Het toeval wil dat ik tegelijkertijd een boek in handen kreeg dat zelf weer andere boeken heeft gegenereerd. Jacques Roubaud schreef niet zo lang geleden drie boeken rond ‘De mooie Hortensia’, waarvan er twee vertaald zijn, geestige en geraffineerd in elkaar gestoken speurdersromans. Daarin alludeerde Roubaud op een roman van de door hem bewonderde Raymond Queneau, Pierrot mon ami (1943). Een passage daaruit kun je nu lezen als een synopsis van de trilogie.
Bij Queneau wordt er op de plaats waar een Poldevische prins een dodelijke val van zijn paard maakt een kapel gebouwd. Op hetzelfde terrein in de buitenwijk van Parijs bevindt zich een Lunapark, waar Pierrot werkt, dat wil zeggen: samen met collega’s zorgt hij dat een stelletje voyeurs, de ‘filosofen’, waar voor hun geld krijgen doordat de meisjes opgehouden worden wanneer ze in de cakewalk over een heteluchtkanon stappen. De schlemielige jongeman is het middelpunt van een tamelijk kolderieke geschiedenis die van toeval aan elkaar hangt.

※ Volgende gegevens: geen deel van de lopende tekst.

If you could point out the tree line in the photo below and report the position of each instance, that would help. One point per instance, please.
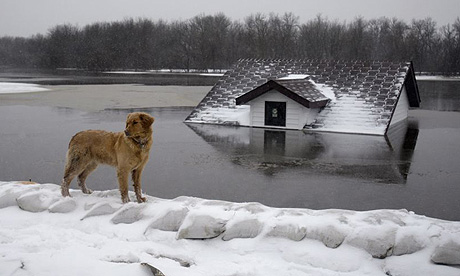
(215, 41)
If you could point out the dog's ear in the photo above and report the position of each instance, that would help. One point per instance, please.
(146, 119)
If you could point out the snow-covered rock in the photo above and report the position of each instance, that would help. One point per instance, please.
(447, 253)
(129, 213)
(37, 201)
(101, 208)
(201, 227)
(246, 228)
(289, 230)
(64, 205)
(171, 220)
(329, 235)
(377, 241)
(241, 238)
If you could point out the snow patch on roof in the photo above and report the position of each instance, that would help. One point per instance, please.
(294, 77)
(12, 88)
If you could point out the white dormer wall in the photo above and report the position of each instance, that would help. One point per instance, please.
(402, 108)
(297, 115)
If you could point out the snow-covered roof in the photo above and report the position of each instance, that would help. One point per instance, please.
(363, 94)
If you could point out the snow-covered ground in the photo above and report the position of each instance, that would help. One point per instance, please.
(42, 233)
(12, 88)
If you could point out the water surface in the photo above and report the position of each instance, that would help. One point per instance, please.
(416, 168)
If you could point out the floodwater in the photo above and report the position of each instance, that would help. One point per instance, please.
(415, 168)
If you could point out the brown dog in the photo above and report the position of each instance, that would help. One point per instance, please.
(128, 151)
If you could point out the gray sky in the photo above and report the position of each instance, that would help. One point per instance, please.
(28, 17)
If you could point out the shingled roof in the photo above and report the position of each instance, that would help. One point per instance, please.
(302, 91)
(364, 93)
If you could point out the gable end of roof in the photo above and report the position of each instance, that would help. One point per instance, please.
(273, 85)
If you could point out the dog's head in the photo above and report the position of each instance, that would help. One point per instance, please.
(139, 125)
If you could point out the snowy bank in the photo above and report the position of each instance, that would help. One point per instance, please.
(43, 234)
(12, 88)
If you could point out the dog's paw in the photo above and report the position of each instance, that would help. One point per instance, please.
(65, 192)
(141, 199)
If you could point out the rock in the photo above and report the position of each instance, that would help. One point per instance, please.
(248, 228)
(171, 221)
(407, 243)
(64, 205)
(447, 254)
(377, 241)
(329, 236)
(289, 231)
(201, 227)
(129, 213)
(103, 208)
(9, 196)
(38, 201)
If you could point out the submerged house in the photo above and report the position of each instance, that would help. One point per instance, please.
(366, 97)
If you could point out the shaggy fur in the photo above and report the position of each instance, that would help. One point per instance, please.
(128, 151)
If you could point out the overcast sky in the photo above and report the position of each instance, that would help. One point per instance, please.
(28, 17)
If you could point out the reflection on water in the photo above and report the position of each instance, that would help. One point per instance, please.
(440, 95)
(415, 167)
(382, 159)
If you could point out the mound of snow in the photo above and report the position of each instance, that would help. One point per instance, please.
(186, 236)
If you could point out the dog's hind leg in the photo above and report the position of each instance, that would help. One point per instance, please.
(137, 185)
(123, 176)
(73, 167)
(83, 175)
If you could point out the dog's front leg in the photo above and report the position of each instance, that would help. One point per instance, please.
(123, 176)
(137, 173)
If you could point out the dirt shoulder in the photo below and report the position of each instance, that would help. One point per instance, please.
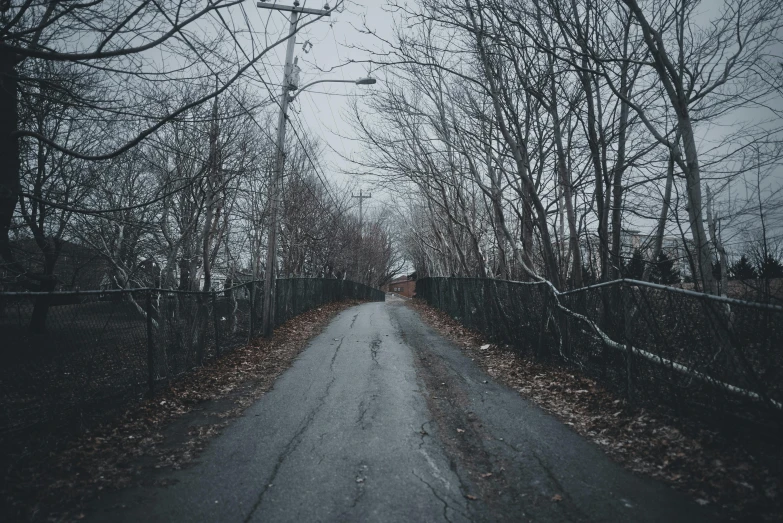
(714, 469)
(166, 431)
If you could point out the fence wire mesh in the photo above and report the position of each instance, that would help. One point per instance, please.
(101, 351)
(653, 343)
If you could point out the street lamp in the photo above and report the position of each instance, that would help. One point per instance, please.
(360, 81)
(267, 318)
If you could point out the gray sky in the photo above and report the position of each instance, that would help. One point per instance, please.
(322, 110)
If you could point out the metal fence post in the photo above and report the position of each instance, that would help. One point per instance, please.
(215, 321)
(627, 333)
(150, 347)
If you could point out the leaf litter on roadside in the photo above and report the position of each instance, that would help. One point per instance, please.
(54, 486)
(649, 440)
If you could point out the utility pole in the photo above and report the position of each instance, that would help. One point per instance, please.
(361, 197)
(267, 318)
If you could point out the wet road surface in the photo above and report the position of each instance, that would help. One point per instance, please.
(381, 419)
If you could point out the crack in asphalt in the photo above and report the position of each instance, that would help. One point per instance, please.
(295, 440)
(375, 345)
(581, 516)
(446, 505)
(334, 356)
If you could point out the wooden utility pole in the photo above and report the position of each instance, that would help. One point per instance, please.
(361, 197)
(267, 318)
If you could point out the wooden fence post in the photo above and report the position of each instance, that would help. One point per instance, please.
(627, 334)
(217, 327)
(150, 347)
(252, 308)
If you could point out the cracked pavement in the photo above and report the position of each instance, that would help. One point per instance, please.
(381, 419)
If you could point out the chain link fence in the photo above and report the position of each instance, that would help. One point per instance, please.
(101, 351)
(654, 343)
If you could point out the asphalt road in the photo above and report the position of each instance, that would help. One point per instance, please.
(381, 419)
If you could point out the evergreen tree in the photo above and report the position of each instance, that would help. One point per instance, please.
(634, 268)
(663, 271)
(742, 270)
(770, 268)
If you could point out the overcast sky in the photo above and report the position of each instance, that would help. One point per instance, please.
(333, 43)
(322, 110)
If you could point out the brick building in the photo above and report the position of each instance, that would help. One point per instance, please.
(404, 286)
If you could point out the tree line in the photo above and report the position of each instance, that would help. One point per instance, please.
(552, 138)
(141, 133)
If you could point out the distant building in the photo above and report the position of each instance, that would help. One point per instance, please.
(404, 286)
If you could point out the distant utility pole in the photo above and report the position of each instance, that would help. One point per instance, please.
(267, 318)
(361, 197)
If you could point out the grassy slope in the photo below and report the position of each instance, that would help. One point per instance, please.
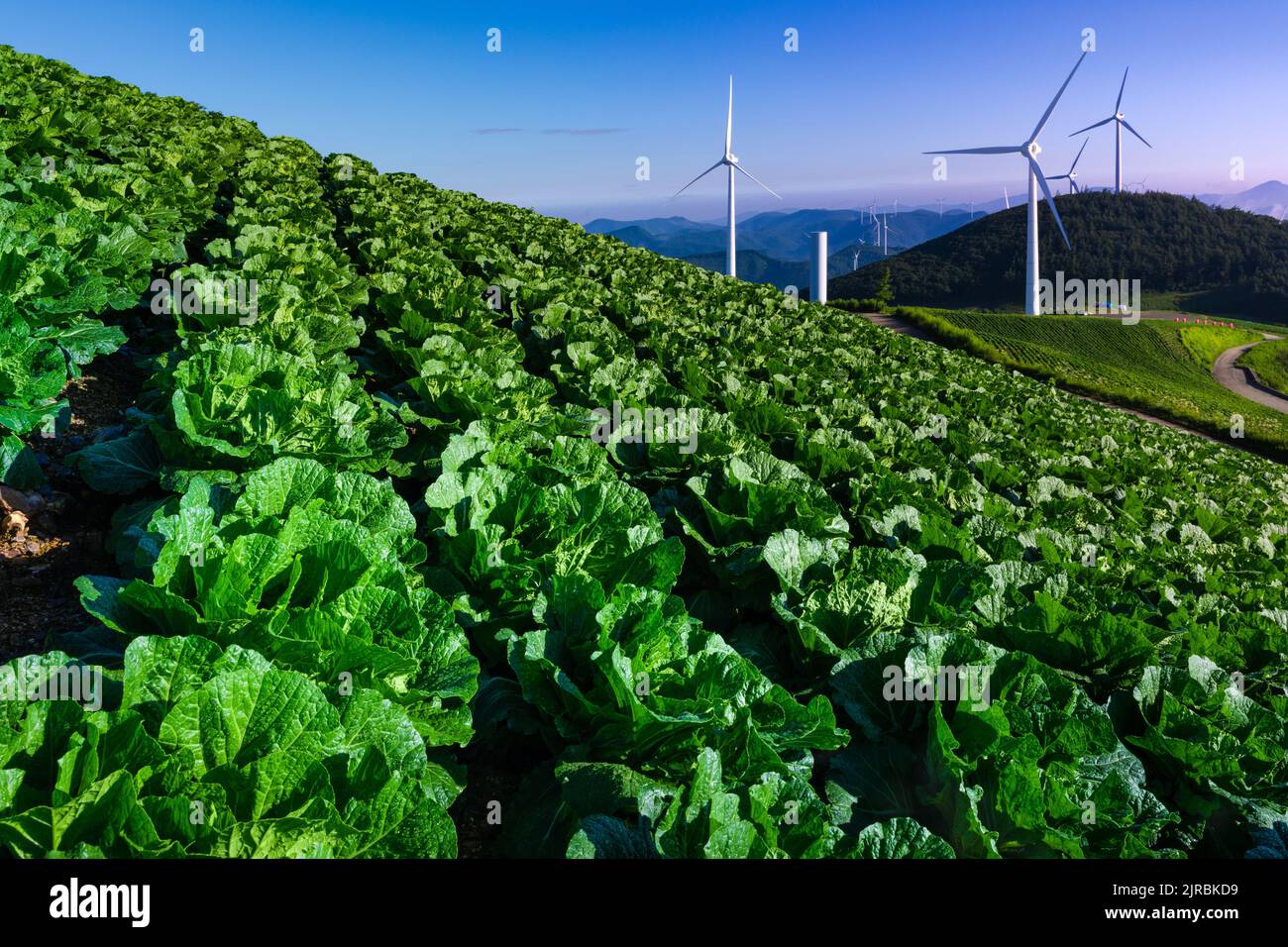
(1158, 368)
(1269, 363)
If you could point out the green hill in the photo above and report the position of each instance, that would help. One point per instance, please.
(1215, 261)
(1158, 368)
(380, 565)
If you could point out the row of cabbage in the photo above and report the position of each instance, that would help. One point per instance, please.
(284, 665)
(857, 501)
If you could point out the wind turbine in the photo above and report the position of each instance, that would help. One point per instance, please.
(857, 254)
(729, 161)
(1072, 176)
(1120, 124)
(1030, 150)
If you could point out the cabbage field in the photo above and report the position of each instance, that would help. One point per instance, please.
(387, 583)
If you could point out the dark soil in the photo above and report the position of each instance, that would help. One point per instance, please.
(64, 538)
(492, 775)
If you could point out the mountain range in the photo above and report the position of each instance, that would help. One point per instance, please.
(778, 235)
(1206, 260)
(774, 247)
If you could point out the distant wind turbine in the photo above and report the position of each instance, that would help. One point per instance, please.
(1120, 124)
(857, 254)
(729, 161)
(1030, 150)
(1072, 176)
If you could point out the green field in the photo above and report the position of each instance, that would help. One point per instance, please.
(1269, 363)
(377, 570)
(1159, 368)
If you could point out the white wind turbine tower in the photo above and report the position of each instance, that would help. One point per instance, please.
(1072, 176)
(729, 161)
(1030, 150)
(1120, 124)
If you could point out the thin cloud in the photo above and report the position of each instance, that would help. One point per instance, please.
(583, 132)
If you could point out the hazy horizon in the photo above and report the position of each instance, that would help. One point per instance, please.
(559, 116)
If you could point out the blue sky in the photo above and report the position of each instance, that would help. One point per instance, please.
(579, 91)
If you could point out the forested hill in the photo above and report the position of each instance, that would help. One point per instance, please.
(1232, 261)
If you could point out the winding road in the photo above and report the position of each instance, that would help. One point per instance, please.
(1225, 372)
(1241, 381)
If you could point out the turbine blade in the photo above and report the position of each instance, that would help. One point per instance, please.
(1136, 133)
(758, 180)
(1046, 116)
(1046, 192)
(1080, 154)
(999, 150)
(729, 123)
(1093, 127)
(697, 179)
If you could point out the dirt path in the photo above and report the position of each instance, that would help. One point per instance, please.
(1241, 381)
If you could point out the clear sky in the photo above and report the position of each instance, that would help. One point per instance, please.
(580, 90)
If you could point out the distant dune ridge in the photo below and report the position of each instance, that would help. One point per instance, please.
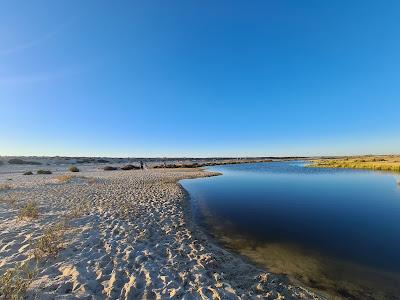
(125, 234)
(381, 162)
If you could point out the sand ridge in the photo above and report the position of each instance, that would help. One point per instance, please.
(126, 235)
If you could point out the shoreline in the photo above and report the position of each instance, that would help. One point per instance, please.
(129, 235)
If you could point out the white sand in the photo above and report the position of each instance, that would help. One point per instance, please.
(130, 237)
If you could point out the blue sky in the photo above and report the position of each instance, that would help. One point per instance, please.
(199, 78)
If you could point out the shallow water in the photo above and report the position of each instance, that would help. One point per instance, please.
(335, 230)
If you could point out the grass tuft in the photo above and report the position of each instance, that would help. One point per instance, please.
(73, 169)
(65, 178)
(5, 187)
(387, 163)
(43, 172)
(109, 168)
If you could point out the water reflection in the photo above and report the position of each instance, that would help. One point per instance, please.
(334, 230)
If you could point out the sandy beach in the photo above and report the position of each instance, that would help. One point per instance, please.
(118, 235)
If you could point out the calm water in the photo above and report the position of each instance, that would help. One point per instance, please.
(335, 230)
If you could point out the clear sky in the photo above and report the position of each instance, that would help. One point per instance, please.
(199, 78)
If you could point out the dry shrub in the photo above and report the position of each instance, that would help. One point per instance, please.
(74, 213)
(65, 178)
(8, 200)
(51, 242)
(29, 211)
(5, 187)
(44, 172)
(15, 282)
(73, 169)
(109, 168)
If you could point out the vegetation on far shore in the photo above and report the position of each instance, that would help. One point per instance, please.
(206, 164)
(380, 163)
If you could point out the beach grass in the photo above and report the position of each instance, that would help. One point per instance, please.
(380, 163)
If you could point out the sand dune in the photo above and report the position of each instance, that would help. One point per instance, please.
(121, 235)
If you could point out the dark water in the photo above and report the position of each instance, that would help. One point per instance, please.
(335, 230)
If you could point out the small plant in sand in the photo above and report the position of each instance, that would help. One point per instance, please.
(15, 282)
(8, 199)
(109, 168)
(44, 172)
(29, 211)
(50, 243)
(74, 213)
(5, 187)
(65, 178)
(73, 169)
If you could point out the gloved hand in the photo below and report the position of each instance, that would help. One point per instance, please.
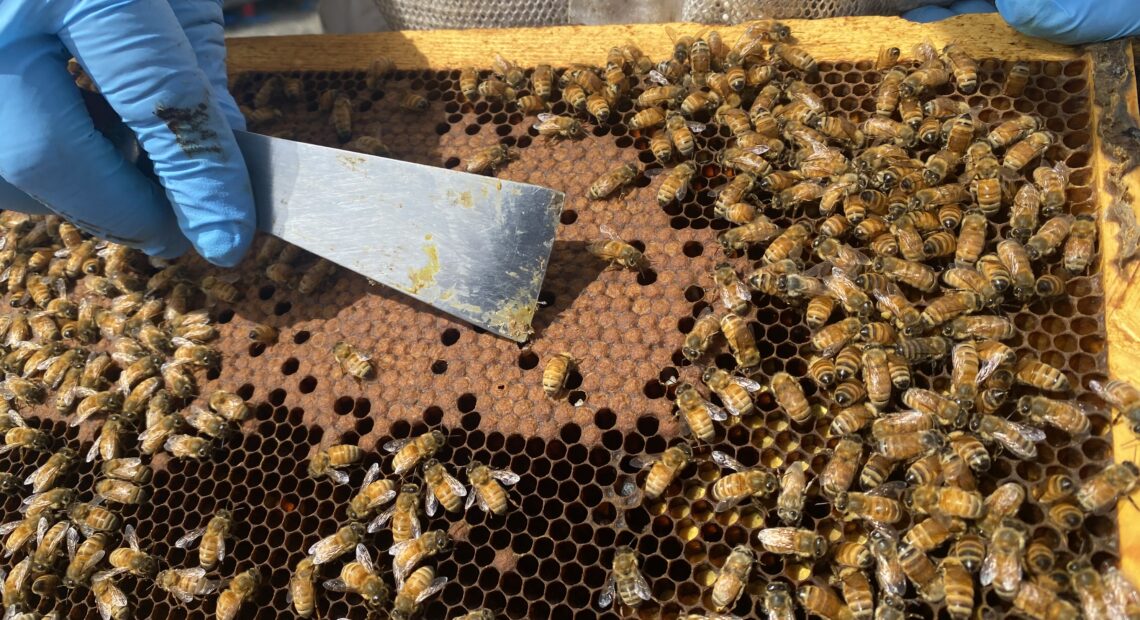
(1069, 22)
(161, 65)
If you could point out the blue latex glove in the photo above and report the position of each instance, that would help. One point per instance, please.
(161, 65)
(1069, 22)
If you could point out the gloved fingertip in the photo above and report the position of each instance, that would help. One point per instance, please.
(967, 7)
(225, 244)
(927, 14)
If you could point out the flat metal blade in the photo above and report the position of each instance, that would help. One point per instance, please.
(475, 247)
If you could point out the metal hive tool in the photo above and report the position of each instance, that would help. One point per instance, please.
(551, 555)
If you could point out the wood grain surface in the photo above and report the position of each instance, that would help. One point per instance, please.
(837, 39)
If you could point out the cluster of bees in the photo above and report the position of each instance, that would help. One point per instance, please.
(127, 358)
(410, 546)
(900, 277)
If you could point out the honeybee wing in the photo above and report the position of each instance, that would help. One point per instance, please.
(324, 551)
(113, 598)
(94, 451)
(130, 537)
(505, 476)
(605, 597)
(189, 537)
(397, 443)
(748, 384)
(364, 557)
(641, 588)
(715, 412)
(1006, 432)
(1099, 388)
(431, 504)
(381, 519)
(72, 543)
(726, 461)
(732, 295)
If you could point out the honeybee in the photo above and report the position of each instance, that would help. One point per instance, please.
(90, 517)
(412, 450)
(212, 547)
(1010, 131)
(120, 491)
(819, 310)
(1081, 245)
(912, 274)
(698, 413)
(839, 472)
(132, 559)
(1122, 396)
(241, 589)
(852, 419)
(360, 577)
(789, 394)
(877, 375)
(675, 185)
(1067, 416)
(46, 475)
(759, 229)
(418, 587)
(1018, 439)
(1016, 80)
(328, 462)
(921, 571)
(560, 127)
(1002, 565)
(495, 89)
(404, 514)
(340, 543)
(881, 128)
(617, 252)
(1055, 488)
(1023, 153)
(831, 339)
(611, 181)
(406, 555)
(301, 593)
(487, 487)
(21, 532)
(157, 433)
(741, 341)
(923, 349)
(374, 492)
(369, 145)
(111, 601)
(872, 506)
(734, 391)
(664, 470)
(1040, 375)
(489, 158)
(1101, 491)
(1000, 505)
(352, 361)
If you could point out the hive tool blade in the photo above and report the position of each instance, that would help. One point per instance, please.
(475, 247)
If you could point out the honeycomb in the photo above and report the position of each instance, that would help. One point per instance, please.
(550, 556)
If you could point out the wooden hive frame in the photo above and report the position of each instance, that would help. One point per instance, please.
(1114, 112)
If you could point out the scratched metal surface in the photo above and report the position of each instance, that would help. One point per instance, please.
(551, 555)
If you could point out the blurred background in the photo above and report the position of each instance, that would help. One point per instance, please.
(270, 17)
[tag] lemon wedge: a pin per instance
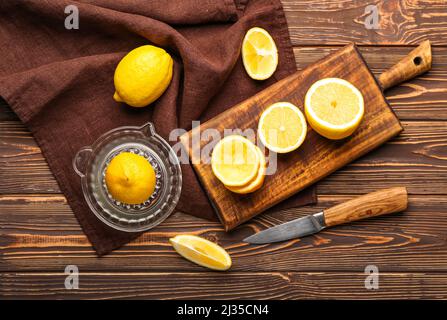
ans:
(282, 127)
(334, 108)
(235, 161)
(202, 252)
(259, 54)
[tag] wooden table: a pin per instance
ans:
(39, 235)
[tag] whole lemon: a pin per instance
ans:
(130, 178)
(142, 76)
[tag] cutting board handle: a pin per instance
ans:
(417, 62)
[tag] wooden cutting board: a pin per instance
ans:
(318, 156)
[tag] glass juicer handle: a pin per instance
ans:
(81, 159)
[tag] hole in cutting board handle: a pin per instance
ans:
(417, 60)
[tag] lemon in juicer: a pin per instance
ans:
(130, 178)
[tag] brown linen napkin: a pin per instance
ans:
(60, 82)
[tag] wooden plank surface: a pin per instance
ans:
(39, 235)
(315, 22)
(234, 285)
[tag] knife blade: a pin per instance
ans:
(370, 205)
(294, 229)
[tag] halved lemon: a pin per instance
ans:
(201, 251)
(282, 127)
(257, 181)
(334, 108)
(235, 160)
(259, 54)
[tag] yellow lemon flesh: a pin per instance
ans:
(282, 127)
(130, 178)
(259, 54)
(235, 161)
(257, 182)
(201, 251)
(142, 76)
(334, 108)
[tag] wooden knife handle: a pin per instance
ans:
(370, 205)
(417, 62)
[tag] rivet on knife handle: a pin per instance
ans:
(370, 205)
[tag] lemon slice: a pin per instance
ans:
(201, 251)
(257, 182)
(334, 108)
(235, 161)
(282, 127)
(259, 54)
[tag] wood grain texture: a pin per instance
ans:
(381, 202)
(212, 285)
(40, 233)
(316, 158)
(401, 22)
(423, 98)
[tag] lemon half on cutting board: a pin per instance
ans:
(334, 108)
(282, 127)
(257, 182)
(235, 161)
(201, 251)
(259, 54)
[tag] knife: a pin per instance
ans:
(373, 204)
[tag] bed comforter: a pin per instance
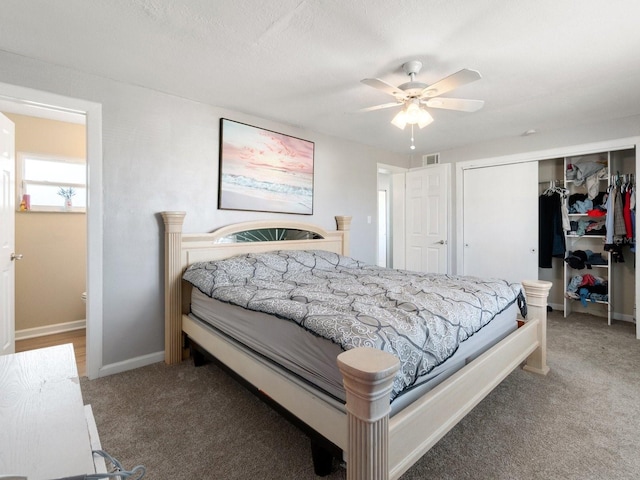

Queneau houdt zich vooral met de zijpaden en bijgedachten bezig, het meeste plezier beleeft hij aan het vinden van een passende vorm voor alledaagse gebeurtenissen en bijbehorend taalgebruik. Van de politieroman, een roman waar alles met alles verband had kunnen houden, laat het toeval weinig meer over dan een reeks coincidenties zonder consequenties. Een aardige lichte roman, die Roubaud veertig jaar later nog eens in de tweede graad voortzette, met meer intellectueel en stilistisch vertoon dan Queneau indertijd nodig had. Queneau genereerde een volwaardige nazaat. Dat kan van Boenin en Palej niet gezegd worden.